Here is a 30 minute bar chart showing day session e-mini trading. Market activity during the past 24 hours has been an interesting exemplar of the "dog that didn't bark" principle.
Yesterday at 10 am the consumer confidence number was released and showed historically low levels of confidence in the current business situation. The market broke 10 points on the news (first red arrow). The interesting thing about this response is that the e-minis closed the pit session above the level at which they traded at 10:30 am, thus showing that there was no follow-through to initial selling. I thought this was a bullish development, especially since the market also closed above 1093, the level of the last low on the way to the 1112.75 high .
At 10 am this morning the market broke about 8 points on the combination of the lowest housing start number since 1963 and Bernanke's assertion that the economy was still in a fragile state ( second red arrow). But at 10:30 am a rally developed and was not accompanied by any news that I thought was important (green arrow).
The market's refusal the last two days to break further once the initial responses to bad economic news were out of the way was a bullish sign. An even more bullish sign was the rally this morning to levels higher than those at which the market stood prior to both those news releases.
I think a move to 1130 is underway. I expect to see 1200 sometime during the next three months.
7 comments:
Hi Carl,
An excellent observation.
Thanks.
Kindest regards,
PM
carl - any way you could Tweet your text updates too?
t!
Carl,
That first 30 minutes of your trade this morning you must have felt like Nostradamus. Great work my friend.
If today's bad news has pushed us higher, I have cause for concern for my short positions seeing as how tomorrow is initial claims and Friday is new homes data (both I expect to be poor numbers). People keep thinking the market can't go up with negative data but we have rallied for months on bad data. People also keep asking "how can the market go up in a bleeding economy?"
(now standing on a soap box)
Here are MY reasons
1. Triple Leveraged ETF's in the hands of the masses (333,333 investment with power of 1,000,000). We saw how this helped kill the financials but we have not yet seen the power this can have to the upside. In theory, we could see all time highs on the market using 1/3 the funds previously required.
2. Growing interest in the markets (I'm sure Carl has many more hits on the site per day since the latest pull back from 1150) This brings more players to the table.
3. The stock market does not equal the economy.
Apple; Great earnings = stock down Homes; Not selling = stock up
4. Fed pumping money in the markets... and I don't think they care about EW
5. People still sitting on Cash. If we break above 1150...
I'm off to watch the close.
Cheers!
Nick
carl:
that's were contrarian play comes in...it is a little sneaky...it is to assure longs that market is strong..and bam it goes down...
andi, interesting read about market manipulation:
http://www.zerohedge.com/article/guest-post-spy-getting-jump-key-levels-quant-algo
This is what I wrote in response to a posting of your magazine covers on a market group. I hope you consider it fair.
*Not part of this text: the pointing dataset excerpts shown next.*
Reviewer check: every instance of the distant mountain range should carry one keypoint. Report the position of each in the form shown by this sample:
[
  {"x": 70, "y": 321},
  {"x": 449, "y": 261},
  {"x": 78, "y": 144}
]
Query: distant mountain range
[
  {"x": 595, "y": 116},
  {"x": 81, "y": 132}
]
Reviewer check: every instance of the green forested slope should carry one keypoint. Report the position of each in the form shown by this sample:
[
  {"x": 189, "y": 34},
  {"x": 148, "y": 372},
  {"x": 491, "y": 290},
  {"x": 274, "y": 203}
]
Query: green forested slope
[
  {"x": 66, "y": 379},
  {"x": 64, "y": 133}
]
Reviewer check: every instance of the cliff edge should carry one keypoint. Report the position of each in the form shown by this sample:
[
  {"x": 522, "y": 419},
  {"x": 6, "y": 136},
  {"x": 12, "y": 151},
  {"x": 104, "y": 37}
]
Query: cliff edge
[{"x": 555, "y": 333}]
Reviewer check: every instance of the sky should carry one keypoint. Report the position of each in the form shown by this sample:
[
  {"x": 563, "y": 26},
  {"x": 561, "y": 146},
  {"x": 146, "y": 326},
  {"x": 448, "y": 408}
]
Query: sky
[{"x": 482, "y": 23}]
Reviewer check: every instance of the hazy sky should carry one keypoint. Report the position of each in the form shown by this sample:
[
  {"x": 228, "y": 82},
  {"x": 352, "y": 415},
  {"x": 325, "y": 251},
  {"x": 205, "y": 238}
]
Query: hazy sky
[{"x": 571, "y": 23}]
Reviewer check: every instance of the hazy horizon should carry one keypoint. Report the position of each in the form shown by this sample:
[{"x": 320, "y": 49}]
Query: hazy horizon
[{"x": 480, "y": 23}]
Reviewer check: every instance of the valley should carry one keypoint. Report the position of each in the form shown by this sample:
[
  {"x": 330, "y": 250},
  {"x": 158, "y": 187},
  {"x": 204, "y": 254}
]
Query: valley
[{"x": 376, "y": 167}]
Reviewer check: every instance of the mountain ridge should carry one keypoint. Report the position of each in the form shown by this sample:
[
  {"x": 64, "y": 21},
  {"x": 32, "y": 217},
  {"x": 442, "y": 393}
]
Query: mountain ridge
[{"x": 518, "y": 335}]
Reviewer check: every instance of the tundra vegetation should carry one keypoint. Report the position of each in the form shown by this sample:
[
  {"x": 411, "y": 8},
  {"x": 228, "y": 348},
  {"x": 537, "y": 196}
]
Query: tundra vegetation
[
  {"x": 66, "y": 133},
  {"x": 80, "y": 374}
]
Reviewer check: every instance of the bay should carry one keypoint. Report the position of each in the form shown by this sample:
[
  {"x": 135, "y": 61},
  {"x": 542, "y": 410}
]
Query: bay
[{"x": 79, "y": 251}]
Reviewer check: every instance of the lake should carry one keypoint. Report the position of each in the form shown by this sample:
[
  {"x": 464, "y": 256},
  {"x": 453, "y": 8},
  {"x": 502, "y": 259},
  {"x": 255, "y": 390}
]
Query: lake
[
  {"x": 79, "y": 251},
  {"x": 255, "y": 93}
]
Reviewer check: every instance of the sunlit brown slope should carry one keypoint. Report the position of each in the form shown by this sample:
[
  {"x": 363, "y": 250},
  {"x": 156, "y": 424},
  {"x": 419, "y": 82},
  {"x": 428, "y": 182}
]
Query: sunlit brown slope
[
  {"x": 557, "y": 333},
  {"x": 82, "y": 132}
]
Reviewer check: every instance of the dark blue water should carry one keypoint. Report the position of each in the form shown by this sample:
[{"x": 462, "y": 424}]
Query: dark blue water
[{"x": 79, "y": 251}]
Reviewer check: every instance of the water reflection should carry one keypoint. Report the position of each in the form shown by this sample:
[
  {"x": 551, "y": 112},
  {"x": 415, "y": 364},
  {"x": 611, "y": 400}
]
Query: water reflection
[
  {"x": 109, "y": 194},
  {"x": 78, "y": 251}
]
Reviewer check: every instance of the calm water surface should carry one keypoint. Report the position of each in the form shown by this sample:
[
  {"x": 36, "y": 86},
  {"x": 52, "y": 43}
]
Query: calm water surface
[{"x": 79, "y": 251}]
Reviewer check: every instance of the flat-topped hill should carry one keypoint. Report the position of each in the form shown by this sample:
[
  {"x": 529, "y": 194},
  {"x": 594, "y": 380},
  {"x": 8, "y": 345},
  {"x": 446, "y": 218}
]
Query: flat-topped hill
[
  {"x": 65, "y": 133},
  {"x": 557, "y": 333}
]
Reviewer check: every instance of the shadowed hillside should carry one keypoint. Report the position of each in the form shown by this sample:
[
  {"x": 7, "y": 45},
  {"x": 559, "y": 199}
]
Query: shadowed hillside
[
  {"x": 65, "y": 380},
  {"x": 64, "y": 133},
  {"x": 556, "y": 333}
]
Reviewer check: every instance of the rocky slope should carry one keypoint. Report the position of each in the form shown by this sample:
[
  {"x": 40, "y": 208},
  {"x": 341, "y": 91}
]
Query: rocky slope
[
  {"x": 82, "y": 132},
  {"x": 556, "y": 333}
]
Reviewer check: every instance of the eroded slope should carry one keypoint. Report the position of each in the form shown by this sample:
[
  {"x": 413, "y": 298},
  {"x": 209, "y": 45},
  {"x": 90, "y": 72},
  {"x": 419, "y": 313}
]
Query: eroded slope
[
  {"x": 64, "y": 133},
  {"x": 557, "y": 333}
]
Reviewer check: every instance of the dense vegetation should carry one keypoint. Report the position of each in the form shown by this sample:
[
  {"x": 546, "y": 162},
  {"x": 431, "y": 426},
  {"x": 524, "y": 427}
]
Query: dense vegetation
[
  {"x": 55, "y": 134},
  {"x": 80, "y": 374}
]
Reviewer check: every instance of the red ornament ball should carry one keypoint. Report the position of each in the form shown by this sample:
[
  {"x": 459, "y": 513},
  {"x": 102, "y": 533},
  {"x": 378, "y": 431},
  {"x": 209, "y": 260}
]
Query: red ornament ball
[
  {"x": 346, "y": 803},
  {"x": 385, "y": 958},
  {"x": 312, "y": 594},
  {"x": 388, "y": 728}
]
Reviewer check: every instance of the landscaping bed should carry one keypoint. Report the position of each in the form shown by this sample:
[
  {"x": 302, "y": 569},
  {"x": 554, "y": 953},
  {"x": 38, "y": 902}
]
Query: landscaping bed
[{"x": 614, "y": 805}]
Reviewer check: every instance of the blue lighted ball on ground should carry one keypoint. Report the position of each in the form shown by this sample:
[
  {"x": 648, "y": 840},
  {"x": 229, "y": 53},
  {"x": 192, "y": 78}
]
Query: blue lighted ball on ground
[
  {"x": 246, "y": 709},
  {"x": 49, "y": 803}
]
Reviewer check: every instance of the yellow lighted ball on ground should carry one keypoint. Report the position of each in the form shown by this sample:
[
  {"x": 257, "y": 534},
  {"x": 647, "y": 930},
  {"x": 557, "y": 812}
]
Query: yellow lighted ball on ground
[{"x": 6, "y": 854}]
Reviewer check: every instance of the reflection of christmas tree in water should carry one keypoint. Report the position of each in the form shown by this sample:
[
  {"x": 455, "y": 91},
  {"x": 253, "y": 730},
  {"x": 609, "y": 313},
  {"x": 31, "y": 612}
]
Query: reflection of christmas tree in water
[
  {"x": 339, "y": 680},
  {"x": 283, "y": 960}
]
Carl Futia is always bullish.(over 90% of the time) He was bullish at the top in 2007, He was bullish all the way down in 2008. (You can check days at random in his previous posts)
Even if the market dropped 1000 points, he will still say it is going to 1200. He reminds me of the man in Monty Pythons Holy Grail where after having all his limbs and head cut off, he still shouts 'going to get you'
However on a very short term basis he has good calls as long as you dont mind trading long only all the time. He cuts looses fast, has good interday ranges and his other forecasts are often reasonably accurate. Ironically he seems better on some of the markets he doesnt trade when forecasting.
No,Catherine, I don't think it is fair. The Monty Python remark is particularly contemptible.
Let me rewrite the first part of your missive in a more balanced way.
"Carl Futia is always bullish. He started his blog in April of 2005, about 58 months ago. The 2007-09 bear market lasted 17 months, so on this very rough basis he has been right about the market's direction 71% of the time. You decide for yourself whether his clear bullish bias makes sense for you.
"That being said, he started posting his trades on his blog at the bull market top in October 2007. The vast majority of them were on the long side. His posted trades in 2008, a big down year for the market, showed a return of 86%. Doing so well while trading against the direction of the major trend shows quite a bit of skill. He followed up this performance by posting a return of 89% in 2009."